I don't know what time she went to the hospital, just that it was Friday. I don't know if she had any "drugs" but I suspect she did. My father would have been waiting in the waiting room at Hillcrest Hospital in Waco, Texas. The sun rose at 7:16am. It was 45 degrees with a very light wind. The sun was shining when at 8:40am my mother brought me into the world. Thanks mom! I'm sure the nurse walked out and said to my dad "you have a beautiful 8 pound, 18 1/2" blue eyed baby girl!" I'm sure he smiled really big and couldn't wait to hold me. I suspect my grandmother was there too! For as long as I can remember my mother use to bake me a white cake with chocolate icing for my birthday. I wish she were doing that today and that they were both here to wish me happy birthday.
I suspect that me turning 60, at the moment of my birth, never crossed their minds. But here I am. Seems like only yesterday it was my 50th birthday, as the days just seem to fly by. I wonder if I thought that 20 years ago, that time flew by. Truthfully, I can't remember. And that's only one of a zillion things I can't remember.
But as a fellow birthday girl wrote on FB yesterday, Christy Brinkley says "that 60 is the new 40". Well good...that's just the news I needed. I also know your only as old as you feel and truthfully, I don't know how it feels to be 60, but if I was guessing, I don't feel 60.
So as another friend recently told me...you have another 30-40 years to live...that's what I'll plan to do. I'll plan to live it one day at a time, to the fullest that I can. I'll do things I've never done before and things I've always done that I love to do. I'll try to take the high road, the road less traveled. I'll try to follow my road to destiny, loving my family, my friends, my life, my horses, my pup and living and loving God. I'll try to follow the path God has for me, listening to where he leads, no matter where that is, as surely only He knows. I trust it will be a good road full of blessings and love and good health.

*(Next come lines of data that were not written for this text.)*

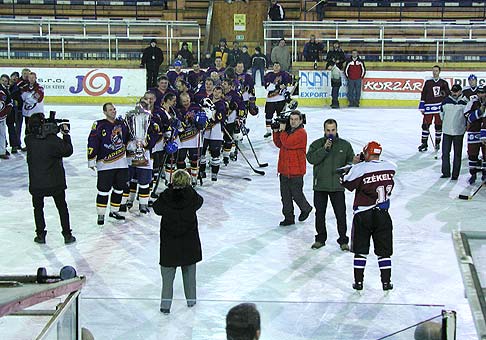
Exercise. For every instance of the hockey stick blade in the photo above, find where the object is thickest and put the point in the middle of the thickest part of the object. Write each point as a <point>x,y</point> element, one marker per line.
<point>465,197</point>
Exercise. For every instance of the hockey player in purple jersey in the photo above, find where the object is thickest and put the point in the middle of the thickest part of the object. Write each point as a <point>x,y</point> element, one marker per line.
<point>216,110</point>
<point>234,118</point>
<point>373,181</point>
<point>471,92</point>
<point>190,137</point>
<point>107,153</point>
<point>434,92</point>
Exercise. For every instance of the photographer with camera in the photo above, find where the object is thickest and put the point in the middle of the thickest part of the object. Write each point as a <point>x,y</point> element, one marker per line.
<point>326,154</point>
<point>291,138</point>
<point>373,181</point>
<point>45,151</point>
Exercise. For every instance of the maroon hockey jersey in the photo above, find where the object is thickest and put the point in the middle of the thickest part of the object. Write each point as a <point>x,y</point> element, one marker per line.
<point>373,182</point>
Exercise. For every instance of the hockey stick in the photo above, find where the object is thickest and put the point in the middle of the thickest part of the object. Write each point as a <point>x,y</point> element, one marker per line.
<point>260,172</point>
<point>436,151</point>
<point>466,197</point>
<point>261,165</point>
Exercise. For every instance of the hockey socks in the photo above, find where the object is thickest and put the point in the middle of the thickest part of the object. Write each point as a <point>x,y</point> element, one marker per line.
<point>359,266</point>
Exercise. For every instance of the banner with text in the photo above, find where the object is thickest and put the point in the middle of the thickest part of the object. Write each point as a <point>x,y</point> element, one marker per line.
<point>405,85</point>
<point>88,82</point>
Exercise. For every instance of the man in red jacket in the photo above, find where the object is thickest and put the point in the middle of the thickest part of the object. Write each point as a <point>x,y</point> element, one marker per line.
<point>292,142</point>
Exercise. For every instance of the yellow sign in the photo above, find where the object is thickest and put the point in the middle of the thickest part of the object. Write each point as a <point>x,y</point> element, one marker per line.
<point>239,22</point>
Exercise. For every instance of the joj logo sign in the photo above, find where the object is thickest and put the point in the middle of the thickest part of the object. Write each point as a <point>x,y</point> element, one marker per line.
<point>96,83</point>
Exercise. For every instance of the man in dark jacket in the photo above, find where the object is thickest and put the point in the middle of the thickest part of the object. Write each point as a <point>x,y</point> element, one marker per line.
<point>152,58</point>
<point>312,49</point>
<point>186,54</point>
<point>326,154</point>
<point>180,245</point>
<point>245,58</point>
<point>292,142</point>
<point>336,55</point>
<point>45,151</point>
<point>234,55</point>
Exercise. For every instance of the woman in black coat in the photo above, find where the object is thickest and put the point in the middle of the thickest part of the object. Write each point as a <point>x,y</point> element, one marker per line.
<point>180,245</point>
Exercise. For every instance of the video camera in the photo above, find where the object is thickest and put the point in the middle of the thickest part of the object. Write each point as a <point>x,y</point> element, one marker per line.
<point>53,126</point>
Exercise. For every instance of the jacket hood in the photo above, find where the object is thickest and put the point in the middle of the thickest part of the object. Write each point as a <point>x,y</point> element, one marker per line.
<point>178,199</point>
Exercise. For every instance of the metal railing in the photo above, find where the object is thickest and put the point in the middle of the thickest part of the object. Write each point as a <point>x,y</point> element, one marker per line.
<point>109,33</point>
<point>437,39</point>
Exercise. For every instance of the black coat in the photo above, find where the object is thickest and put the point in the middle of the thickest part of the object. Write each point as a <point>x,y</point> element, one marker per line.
<point>44,159</point>
<point>179,235</point>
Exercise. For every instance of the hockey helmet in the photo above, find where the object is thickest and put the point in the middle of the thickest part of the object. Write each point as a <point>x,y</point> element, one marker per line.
<point>171,147</point>
<point>201,120</point>
<point>372,148</point>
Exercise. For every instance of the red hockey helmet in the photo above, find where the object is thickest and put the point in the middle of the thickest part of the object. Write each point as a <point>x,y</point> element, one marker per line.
<point>372,148</point>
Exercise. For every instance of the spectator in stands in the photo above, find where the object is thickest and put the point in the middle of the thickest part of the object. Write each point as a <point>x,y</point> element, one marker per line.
<point>429,330</point>
<point>276,13</point>
<point>335,83</point>
<point>281,54</point>
<point>312,48</point>
<point>181,60</point>
<point>355,71</point>
<point>186,53</point>
<point>259,63</point>
<point>14,119</point>
<point>207,61</point>
<point>243,322</point>
<point>6,105</point>
<point>221,51</point>
<point>180,245</point>
<point>336,55</point>
<point>196,76</point>
<point>320,9</point>
<point>152,58</point>
<point>234,55</point>
<point>245,58</point>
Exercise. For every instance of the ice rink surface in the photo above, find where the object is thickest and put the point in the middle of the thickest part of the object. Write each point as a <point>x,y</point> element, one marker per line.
<point>301,293</point>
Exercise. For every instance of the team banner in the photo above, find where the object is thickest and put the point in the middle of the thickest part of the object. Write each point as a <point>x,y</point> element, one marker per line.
<point>88,82</point>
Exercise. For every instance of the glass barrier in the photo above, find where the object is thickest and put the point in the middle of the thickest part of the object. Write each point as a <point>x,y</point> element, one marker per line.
<point>141,319</point>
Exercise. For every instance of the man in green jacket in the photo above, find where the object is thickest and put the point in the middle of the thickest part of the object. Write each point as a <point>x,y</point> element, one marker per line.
<point>327,154</point>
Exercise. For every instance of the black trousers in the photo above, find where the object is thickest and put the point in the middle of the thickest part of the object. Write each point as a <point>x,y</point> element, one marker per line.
<point>152,74</point>
<point>448,142</point>
<point>339,206</point>
<point>291,189</point>
<point>61,205</point>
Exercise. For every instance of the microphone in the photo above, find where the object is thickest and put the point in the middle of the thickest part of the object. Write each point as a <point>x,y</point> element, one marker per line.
<point>330,138</point>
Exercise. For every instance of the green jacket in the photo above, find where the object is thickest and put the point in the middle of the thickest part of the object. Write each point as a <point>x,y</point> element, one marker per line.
<point>326,162</point>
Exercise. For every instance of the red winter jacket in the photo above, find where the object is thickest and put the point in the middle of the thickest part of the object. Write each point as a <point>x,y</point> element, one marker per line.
<point>291,158</point>
<point>355,69</point>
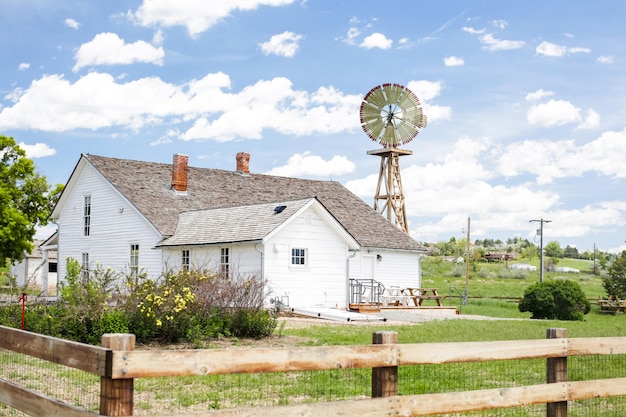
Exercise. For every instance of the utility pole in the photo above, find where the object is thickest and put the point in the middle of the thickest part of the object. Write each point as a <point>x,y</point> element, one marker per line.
<point>542,221</point>
<point>467,260</point>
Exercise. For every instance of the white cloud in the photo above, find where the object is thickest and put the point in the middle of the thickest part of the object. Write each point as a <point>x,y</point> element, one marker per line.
<point>453,61</point>
<point>202,109</point>
<point>554,50</point>
<point>473,31</point>
<point>606,59</point>
<point>285,44</point>
<point>195,15</point>
<point>538,95</point>
<point>592,120</point>
<point>458,186</point>
<point>376,40</point>
<point>38,150</point>
<point>462,185</point>
<point>275,105</point>
<point>110,49</point>
<point>553,113</point>
<point>500,24</point>
<point>351,36</point>
<point>71,23</point>
<point>493,44</point>
<point>305,164</point>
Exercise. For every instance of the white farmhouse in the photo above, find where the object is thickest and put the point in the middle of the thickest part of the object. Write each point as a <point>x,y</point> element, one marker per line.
<point>312,242</point>
<point>38,269</point>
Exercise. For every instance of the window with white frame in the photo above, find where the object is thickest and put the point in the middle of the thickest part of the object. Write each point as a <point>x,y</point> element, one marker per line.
<point>134,258</point>
<point>84,265</point>
<point>224,261</point>
<point>87,215</point>
<point>185,262</point>
<point>298,256</point>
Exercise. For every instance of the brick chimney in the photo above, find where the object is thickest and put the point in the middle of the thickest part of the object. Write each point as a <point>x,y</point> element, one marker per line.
<point>179,173</point>
<point>243,162</point>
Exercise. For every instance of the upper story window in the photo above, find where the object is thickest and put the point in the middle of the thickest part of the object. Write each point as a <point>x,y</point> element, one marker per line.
<point>87,215</point>
<point>185,263</point>
<point>298,256</point>
<point>224,261</point>
<point>84,265</point>
<point>134,259</point>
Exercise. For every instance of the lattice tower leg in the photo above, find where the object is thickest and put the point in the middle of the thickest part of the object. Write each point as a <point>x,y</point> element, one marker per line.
<point>391,203</point>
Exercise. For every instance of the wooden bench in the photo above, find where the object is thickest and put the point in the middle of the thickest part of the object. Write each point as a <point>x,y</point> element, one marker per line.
<point>611,306</point>
<point>418,295</point>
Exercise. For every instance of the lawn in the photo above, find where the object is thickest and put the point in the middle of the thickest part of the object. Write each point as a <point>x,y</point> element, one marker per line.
<point>494,289</point>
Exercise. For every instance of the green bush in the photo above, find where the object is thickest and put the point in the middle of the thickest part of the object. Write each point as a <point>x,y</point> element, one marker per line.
<point>561,300</point>
<point>615,282</point>
<point>253,323</point>
<point>190,306</point>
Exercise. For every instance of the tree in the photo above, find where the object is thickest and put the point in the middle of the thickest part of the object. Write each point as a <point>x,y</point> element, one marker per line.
<point>615,283</point>
<point>571,252</point>
<point>553,249</point>
<point>560,299</point>
<point>25,200</point>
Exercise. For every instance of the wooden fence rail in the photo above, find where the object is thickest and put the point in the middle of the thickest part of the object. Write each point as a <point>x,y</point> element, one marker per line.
<point>118,364</point>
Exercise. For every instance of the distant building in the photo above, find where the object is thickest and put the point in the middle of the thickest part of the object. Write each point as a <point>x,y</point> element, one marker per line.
<point>498,256</point>
<point>523,267</point>
<point>38,269</point>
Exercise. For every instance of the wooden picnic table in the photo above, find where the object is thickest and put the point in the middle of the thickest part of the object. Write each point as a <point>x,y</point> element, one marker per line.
<point>418,295</point>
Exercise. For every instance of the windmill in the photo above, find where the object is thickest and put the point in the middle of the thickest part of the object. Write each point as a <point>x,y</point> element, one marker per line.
<point>392,116</point>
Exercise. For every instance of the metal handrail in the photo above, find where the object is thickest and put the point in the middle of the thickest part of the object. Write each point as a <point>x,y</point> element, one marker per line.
<point>360,287</point>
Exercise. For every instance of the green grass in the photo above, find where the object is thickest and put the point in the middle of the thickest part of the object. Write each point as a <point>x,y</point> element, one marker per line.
<point>490,295</point>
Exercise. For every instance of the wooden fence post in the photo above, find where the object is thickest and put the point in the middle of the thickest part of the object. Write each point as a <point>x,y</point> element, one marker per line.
<point>384,379</point>
<point>116,395</point>
<point>556,371</point>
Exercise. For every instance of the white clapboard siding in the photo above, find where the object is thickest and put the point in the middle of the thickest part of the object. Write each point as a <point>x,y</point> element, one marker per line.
<point>115,225</point>
<point>322,281</point>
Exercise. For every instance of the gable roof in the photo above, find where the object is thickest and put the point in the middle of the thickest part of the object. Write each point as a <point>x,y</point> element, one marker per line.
<point>147,185</point>
<point>240,224</point>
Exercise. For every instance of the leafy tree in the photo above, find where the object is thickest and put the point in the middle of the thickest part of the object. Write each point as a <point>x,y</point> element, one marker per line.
<point>529,252</point>
<point>553,249</point>
<point>560,299</point>
<point>571,252</point>
<point>615,283</point>
<point>25,200</point>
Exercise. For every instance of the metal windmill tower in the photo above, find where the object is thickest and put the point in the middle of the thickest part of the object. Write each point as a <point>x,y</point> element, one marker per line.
<point>391,115</point>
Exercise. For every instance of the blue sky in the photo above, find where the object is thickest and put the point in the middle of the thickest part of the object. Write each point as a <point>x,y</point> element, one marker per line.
<point>525,100</point>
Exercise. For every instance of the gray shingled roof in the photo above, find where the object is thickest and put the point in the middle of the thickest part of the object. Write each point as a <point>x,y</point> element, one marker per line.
<point>147,185</point>
<point>231,224</point>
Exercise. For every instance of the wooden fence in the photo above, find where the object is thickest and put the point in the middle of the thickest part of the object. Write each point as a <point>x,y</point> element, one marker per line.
<point>118,364</point>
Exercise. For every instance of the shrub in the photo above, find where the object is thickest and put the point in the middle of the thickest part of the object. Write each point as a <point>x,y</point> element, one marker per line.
<point>177,306</point>
<point>561,300</point>
<point>615,282</point>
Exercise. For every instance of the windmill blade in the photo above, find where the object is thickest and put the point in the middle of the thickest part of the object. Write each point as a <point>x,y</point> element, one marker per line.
<point>389,138</point>
<point>369,113</point>
<point>376,98</point>
<point>393,92</point>
<point>391,115</point>
<point>374,129</point>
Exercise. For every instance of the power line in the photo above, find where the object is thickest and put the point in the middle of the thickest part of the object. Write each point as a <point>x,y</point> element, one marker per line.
<point>542,221</point>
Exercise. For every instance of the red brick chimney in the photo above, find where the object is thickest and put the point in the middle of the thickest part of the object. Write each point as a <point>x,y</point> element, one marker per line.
<point>243,162</point>
<point>179,173</point>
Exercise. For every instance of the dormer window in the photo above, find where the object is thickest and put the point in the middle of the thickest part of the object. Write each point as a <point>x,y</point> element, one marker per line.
<point>87,215</point>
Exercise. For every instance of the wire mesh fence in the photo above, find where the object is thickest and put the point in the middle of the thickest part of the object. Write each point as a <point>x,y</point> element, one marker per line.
<point>169,395</point>
<point>78,388</point>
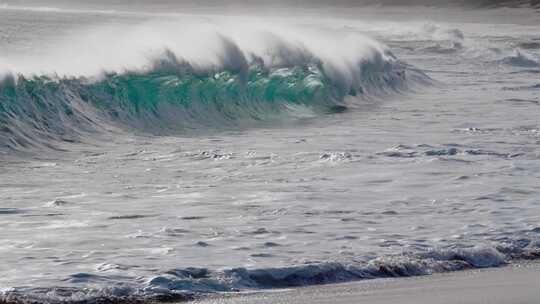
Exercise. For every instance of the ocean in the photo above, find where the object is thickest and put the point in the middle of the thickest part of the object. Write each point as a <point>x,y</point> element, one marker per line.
<point>158,151</point>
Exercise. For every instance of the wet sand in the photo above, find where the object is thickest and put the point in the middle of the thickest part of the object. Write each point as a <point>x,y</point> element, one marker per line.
<point>514,284</point>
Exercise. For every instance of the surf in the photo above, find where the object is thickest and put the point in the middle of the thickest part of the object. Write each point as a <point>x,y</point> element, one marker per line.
<point>184,77</point>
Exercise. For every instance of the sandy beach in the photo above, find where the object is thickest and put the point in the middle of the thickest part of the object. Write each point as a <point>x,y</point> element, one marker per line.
<point>507,285</point>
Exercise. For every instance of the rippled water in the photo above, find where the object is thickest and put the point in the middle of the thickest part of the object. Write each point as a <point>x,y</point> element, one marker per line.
<point>440,176</point>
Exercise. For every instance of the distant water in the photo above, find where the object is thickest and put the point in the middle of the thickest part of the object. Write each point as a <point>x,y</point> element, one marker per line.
<point>164,155</point>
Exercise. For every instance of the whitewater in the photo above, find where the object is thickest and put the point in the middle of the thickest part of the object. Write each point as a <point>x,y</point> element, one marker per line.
<point>159,155</point>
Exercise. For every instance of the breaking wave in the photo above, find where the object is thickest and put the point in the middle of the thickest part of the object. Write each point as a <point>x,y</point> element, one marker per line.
<point>215,81</point>
<point>189,283</point>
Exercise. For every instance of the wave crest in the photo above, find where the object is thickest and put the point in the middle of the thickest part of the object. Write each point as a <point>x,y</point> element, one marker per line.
<point>230,85</point>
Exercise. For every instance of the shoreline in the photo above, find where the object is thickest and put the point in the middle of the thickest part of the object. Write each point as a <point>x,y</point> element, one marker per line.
<point>514,283</point>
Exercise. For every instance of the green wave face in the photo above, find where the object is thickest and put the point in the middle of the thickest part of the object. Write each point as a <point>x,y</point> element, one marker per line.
<point>173,95</point>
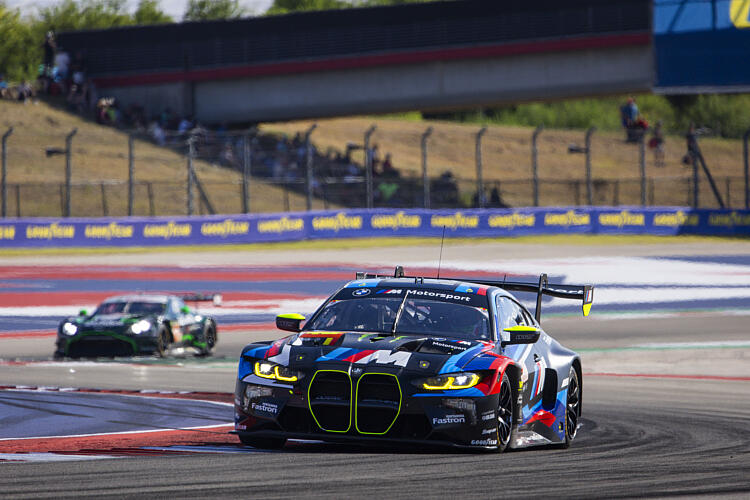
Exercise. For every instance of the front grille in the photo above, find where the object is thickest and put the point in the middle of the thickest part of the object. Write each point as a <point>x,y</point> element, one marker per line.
<point>330,400</point>
<point>378,403</point>
<point>100,345</point>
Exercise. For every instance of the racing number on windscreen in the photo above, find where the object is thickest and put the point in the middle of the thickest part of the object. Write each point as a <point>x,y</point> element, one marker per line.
<point>418,316</point>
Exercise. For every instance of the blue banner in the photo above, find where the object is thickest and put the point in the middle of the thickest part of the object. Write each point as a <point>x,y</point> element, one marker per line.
<point>295,226</point>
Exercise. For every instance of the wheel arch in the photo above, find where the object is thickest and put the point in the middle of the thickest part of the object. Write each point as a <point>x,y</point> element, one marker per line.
<point>579,371</point>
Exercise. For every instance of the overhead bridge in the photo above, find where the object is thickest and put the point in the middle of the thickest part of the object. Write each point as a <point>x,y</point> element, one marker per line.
<point>373,60</point>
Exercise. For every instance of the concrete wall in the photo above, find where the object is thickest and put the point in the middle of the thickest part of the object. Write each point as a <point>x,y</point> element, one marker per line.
<point>423,86</point>
<point>434,85</point>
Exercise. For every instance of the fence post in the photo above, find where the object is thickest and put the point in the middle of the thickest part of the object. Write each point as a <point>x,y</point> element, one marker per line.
<point>480,179</point>
<point>745,139</point>
<point>68,168</point>
<point>3,176</point>
<point>131,173</point>
<point>425,179</point>
<point>368,167</point>
<point>309,165</point>
<point>589,182</point>
<point>534,165</point>
<point>191,154</point>
<point>246,169</point>
<point>642,162</point>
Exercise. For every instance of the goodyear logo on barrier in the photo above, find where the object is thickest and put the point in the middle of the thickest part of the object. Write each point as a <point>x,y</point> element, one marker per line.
<point>676,219</point>
<point>7,232</point>
<point>52,231</point>
<point>169,230</point>
<point>620,219</point>
<point>739,13</point>
<point>282,225</point>
<point>512,221</point>
<point>225,228</point>
<point>395,221</point>
<point>108,231</point>
<point>732,219</point>
<point>567,219</point>
<point>455,221</point>
<point>337,222</point>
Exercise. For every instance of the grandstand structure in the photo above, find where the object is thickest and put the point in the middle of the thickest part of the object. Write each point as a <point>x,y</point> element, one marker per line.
<point>373,60</point>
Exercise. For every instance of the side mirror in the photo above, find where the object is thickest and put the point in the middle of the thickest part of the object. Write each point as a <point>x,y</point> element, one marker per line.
<point>289,322</point>
<point>522,335</point>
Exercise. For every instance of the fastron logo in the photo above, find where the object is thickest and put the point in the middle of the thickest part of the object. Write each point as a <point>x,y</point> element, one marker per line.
<point>449,419</point>
<point>484,442</point>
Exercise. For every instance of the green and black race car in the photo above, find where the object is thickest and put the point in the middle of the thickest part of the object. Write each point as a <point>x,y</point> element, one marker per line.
<point>137,325</point>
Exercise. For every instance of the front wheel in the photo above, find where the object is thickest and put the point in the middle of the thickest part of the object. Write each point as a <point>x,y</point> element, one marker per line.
<point>505,412</point>
<point>162,342</point>
<point>262,443</point>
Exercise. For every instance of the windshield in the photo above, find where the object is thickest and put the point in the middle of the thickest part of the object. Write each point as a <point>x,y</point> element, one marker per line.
<point>130,308</point>
<point>418,316</point>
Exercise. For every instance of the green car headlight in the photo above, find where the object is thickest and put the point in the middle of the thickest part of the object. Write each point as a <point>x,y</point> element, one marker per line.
<point>266,369</point>
<point>450,381</point>
<point>69,329</point>
<point>140,327</point>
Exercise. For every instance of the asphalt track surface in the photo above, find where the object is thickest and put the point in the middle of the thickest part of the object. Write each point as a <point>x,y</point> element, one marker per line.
<point>666,413</point>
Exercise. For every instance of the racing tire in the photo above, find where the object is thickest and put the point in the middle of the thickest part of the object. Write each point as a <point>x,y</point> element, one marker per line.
<point>263,443</point>
<point>572,408</point>
<point>162,342</point>
<point>209,337</point>
<point>505,413</point>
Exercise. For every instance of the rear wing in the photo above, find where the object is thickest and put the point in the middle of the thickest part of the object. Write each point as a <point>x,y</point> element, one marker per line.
<point>216,298</point>
<point>584,293</point>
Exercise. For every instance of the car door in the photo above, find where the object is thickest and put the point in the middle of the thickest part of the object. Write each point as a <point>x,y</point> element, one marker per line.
<point>530,357</point>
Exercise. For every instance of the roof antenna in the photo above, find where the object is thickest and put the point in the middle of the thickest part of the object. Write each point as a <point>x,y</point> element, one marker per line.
<point>440,260</point>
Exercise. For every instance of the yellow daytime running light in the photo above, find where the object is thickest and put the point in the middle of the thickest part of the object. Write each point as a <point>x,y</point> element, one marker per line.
<point>273,372</point>
<point>265,370</point>
<point>457,381</point>
<point>464,381</point>
<point>446,385</point>
<point>279,376</point>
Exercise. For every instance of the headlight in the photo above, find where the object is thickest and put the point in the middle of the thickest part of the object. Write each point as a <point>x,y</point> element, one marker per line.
<point>449,381</point>
<point>140,327</point>
<point>273,371</point>
<point>69,329</point>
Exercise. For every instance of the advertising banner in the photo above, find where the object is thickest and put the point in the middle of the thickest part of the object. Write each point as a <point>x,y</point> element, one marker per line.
<point>295,226</point>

Each day I wake up I thank God, as truly each day is a gift. Another day to be alive on the earth and see what God has planned for me. I trust Him to take me through each day, no matter how fast it flies by. I know he's got it all figured out.
So thanks again to my mom and dad, who blessed me also with my sister and ultimately blessed me with my own daughter and my grandson. It all started with them, and for me it will end with them, in heaven where we will all celebrate again someday.
2 Corinthians 4:16-18
16 Therefore we do not lose heart. Though outwardly we are wasting away, yet inwardlywe are being renewed day by day. 17 For our light and momentary troubles are achieving for us an eternal glory that far outweighs them all. 18 So we fix our eyes not on what is seen, but on what is unseen, since what is seen is temporary, but what is unseen is eternal.
Encourage One Another, continuing the journey on fresh paths.
Blessings and love to you, oxox, happy trails!